Friday 12 August 2011

When you have never been in the habit of saving, or building up capital, living co-operatively is a major mental gear-change.  You're actually taking over the capitalist system, but running it ethically.  This meams we have to get rid of the government - which useless and dishonest - and ban usury, to get land and property taken out of the speculative arena and owned on behalf of the community.  It means, ultimately, creating our own banking system, which works on permanently fixed low interest rates so you know your finance costs and those who lend to you know what they're going to get: and there's no more of this letting politicians and banker jerk rates up and down like a yoyo.

What you are doing is building up capital to purchase the house you're living in so that you become your own landlords; and you only spend on what is necessary, abolishing profiteering.  Once your borrowed funds have been repaid, you should be able to fix rents at the level that just takes care of maintenance plus Council tax and utilities.

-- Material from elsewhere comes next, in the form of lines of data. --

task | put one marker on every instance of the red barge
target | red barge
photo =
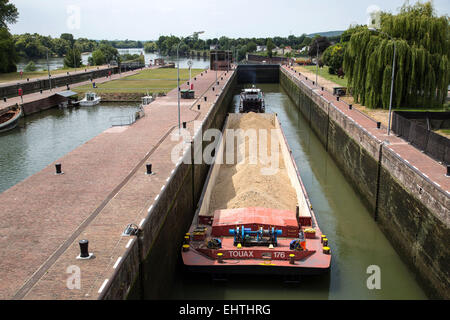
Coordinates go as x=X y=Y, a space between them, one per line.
x=256 y=240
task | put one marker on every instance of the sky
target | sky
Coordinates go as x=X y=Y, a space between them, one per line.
x=147 y=20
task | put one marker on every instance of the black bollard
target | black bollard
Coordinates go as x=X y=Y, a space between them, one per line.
x=84 y=250
x=58 y=168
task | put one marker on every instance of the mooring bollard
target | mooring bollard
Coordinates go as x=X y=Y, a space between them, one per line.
x=58 y=168
x=292 y=258
x=84 y=248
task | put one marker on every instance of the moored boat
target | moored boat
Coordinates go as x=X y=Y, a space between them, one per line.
x=90 y=99
x=265 y=228
x=10 y=118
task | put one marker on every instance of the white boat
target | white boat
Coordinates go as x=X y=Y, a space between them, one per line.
x=10 y=118
x=90 y=99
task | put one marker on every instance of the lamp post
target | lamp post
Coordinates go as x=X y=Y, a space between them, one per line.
x=178 y=76
x=317 y=62
x=49 y=76
x=393 y=76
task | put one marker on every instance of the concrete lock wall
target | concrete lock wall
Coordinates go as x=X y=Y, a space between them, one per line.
x=148 y=267
x=409 y=209
x=34 y=85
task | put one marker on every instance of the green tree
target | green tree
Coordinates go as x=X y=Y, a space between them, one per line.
x=422 y=67
x=8 y=13
x=30 y=67
x=150 y=47
x=98 y=58
x=251 y=46
x=68 y=37
x=73 y=58
x=333 y=57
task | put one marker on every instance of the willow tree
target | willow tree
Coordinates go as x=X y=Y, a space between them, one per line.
x=422 y=67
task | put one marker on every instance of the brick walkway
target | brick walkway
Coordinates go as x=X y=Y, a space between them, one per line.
x=103 y=189
x=426 y=166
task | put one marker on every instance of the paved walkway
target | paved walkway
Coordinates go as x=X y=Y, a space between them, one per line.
x=425 y=165
x=48 y=93
x=103 y=189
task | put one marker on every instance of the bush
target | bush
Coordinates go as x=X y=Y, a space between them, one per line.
x=30 y=67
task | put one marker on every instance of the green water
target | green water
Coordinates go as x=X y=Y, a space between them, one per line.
x=355 y=239
x=44 y=137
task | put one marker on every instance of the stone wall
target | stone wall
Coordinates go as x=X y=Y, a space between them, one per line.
x=411 y=210
x=34 y=85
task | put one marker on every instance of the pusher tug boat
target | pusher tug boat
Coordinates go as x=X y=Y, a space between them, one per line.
x=252 y=100
x=256 y=239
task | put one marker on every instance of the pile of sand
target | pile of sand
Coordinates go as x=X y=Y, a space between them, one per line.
x=243 y=185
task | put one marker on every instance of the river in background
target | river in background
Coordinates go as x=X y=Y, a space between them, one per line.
x=355 y=239
x=57 y=63
x=44 y=137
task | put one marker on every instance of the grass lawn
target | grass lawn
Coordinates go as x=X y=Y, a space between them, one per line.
x=13 y=76
x=152 y=81
x=323 y=72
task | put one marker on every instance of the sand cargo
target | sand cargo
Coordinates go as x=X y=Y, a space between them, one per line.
x=254 y=215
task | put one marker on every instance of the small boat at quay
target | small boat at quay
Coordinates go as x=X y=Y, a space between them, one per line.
x=90 y=99
x=10 y=118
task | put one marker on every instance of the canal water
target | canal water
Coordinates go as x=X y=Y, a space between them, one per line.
x=44 y=137
x=355 y=239
x=57 y=63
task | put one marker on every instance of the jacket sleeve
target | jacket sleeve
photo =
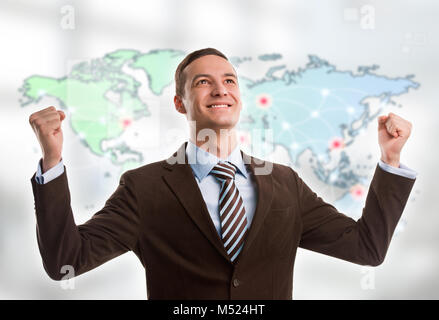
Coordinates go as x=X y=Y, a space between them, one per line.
x=365 y=241
x=111 y=231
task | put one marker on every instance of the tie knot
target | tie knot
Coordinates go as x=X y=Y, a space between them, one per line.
x=224 y=170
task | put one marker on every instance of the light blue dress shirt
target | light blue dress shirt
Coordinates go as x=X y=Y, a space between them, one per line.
x=202 y=162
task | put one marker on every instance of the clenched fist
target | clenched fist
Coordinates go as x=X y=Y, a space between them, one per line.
x=46 y=124
x=393 y=132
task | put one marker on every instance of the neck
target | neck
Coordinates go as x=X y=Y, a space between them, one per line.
x=220 y=143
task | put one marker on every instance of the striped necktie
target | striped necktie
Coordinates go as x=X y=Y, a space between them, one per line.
x=232 y=212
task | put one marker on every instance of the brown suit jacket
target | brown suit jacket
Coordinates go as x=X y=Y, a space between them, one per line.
x=159 y=213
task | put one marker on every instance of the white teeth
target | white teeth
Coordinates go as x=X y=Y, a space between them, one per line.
x=218 y=106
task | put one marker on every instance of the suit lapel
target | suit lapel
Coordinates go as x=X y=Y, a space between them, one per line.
x=181 y=181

At the 2011 Britain Yearly Meeting of the Society of Friends (Quakers), the theme was "sustainability.  During the discussions, it became clear that the only way of saving our world is to learn to live like human beings are supposed to live: sharing and co-operating.  By using facilities and housing in common, we learn how to make do with less.  We are reversing the economic trend that has governed us for 200 years: dividing people into smaller and smaller competing and consuming nuclear unit to increase consumption. Continual growth is demanding more than this world's resources, and we need to find ways of living with less.  And that means trusting and relying on each other more.

1 comment:

  1. The "property-owning democracy" is a lie. It's all about more profit for the mortgage-lending banks and higher GDP figures for the economists. The Government doesn't care about people at all.